One month ago, I was in the hospital. The same hospital where my baby girls were born four years earlier.
One month ago, I was holding our newborn son. The same baby I pleaded to God to keep safe as I spent day after day, week after week, in the hospital with preeclampsia.
By the time I left the hospital for good, my world had been turned upside down. We had a premature baby in the back seat. We had spent the anniversaries of our daughters’ deaths in grief’s ground zero. We had left our lives uprooted, torn away from home and work without warning.
I couldn’t make sense of how birth and death had broken me open all over again. It felt like too much to process, on top of a scary delivery and a slow recovery that left my heart literally sick.
But even then, I had no idea what was coming next. None of us did.
. . .
What seems like a lifetime ago, I had made myself a small, quiet promise. This last maternity leave would be a gift to myself.
I would soak up the sweet small baby like never before. I would cocoon us away from emails and agendas and deadlines. We would fall in love without interruption.
Instead I am homeschooling three kids upset at the disappearance of their friends, school, activities, and normal life. Instead I am watching my husband work in the home office that used to be mine.
Now we are sheltering in place. Now we are social distancing. New language for our new normal. Surreal headlines consumed without second thought.
Now I am never alone – not with my thoughts, not with the new baby – and yet I am desperately alone. It is ironic isolation we share now, separated from family and friends, church and community, work and school and neighbors and life as we knew it.
Everything has changed.
. . .
One night I could not sleep. (Many of us feel this now, awful anxious nights.)
I scrolled and scrolled as the baby nursed and nursed, and finally I said: enough. Enough.
I tried to pray but couldn’t. So I opened my phone, took a deep breath, and typed out the words that had been circling in my head.
A poem that arrived unbidden.
The next morning I decided to share it. Maybe I wasn’t the only one who needed the words, who was craving the old world, who wanted to hope that good would come back and we might be able to welcome it with deeper gratitude.
No. I wasn’t the only one.
By mid-morning I noticed that it was circling faster than normal. By evening the stats were wildly higher. Thousands. Then millions.
But I barely noticed – between the baby wailing to be nursed, the big kids clamoring for my attention, the house mess piling up, another dinner needing to be made, another day’s lessons needing to be planned. So much for that maternity leave.
Meanwhile the words spread like wildfire. (I hate to call them viral.)
What came next was surreal. First the schools shut down, then our workplaces, then the whole state. Meanwhile friends were sending me texts riddled with exclamation marks: politicians and celebrities sharing the poem, pastors and atheists and brands and universities and doctors and editors and the president’s daughter.
For days I tried to keep up with the comments, the emails, the copycats, the requests to turn the words into music, paintings, videos. Finally I had to let it all go.
This is no time for self or ego or ambition. This is the time for the common good. What happens to those words now is out of my control.
As was my son’s birth.
As was the past month of crisis and chaos.
As will be whatever our collective future holds.
. . .
I have no idea what comes next. None of us do.

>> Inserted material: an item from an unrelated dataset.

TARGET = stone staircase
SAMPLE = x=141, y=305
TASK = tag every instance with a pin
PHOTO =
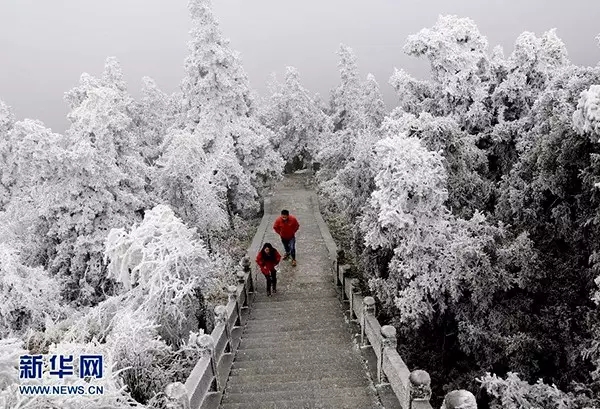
x=297, y=348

This is our deep desperation.
All I want is for my family to be healthy, my friends to be ok, my baby to be safe. All I want is for those on the margins to be cared for, the health care workers to be protected, the government leaders in charge to act like it.
All I want is everything. All I can do is next to nothing.
But these are the small rhythms that will save us. Make dinner. Fold laundry. Call friends. Take walks. Answer emails. Wash dishes. Teach the kids. Feed the baby.
This is the reason the poem struck a chord around the world. Because we long for the everyday goods we didn’t know we loved until they were gone. Because we hope the world can be changed for the better, despite daily evidence to the contrary.
. . .
One more thing I want to tell you. The baby’s name is Isaiah.
As is our practice, we picked his name months ago and kept it secret. (Much to our older kids’ chagrin, though we did let them pick his middle name.)
We knew his name would be prophetic, but we never expected it to be prescient. Now the words of his namesake resonate like never before:
Behold, I am doing something new.
Do not fear, for I am with you.
I will make a way in the wilderness.
This strange new world is the only one he will know. He is a child of After, born in the time of pandemic.
Will he come to know all the things of Before that I wished for in these words? Or will some be known to him only in stories of long-ago?
None of us know. But none of us are alone in unknowing.
May this worst bring us to better, indeed.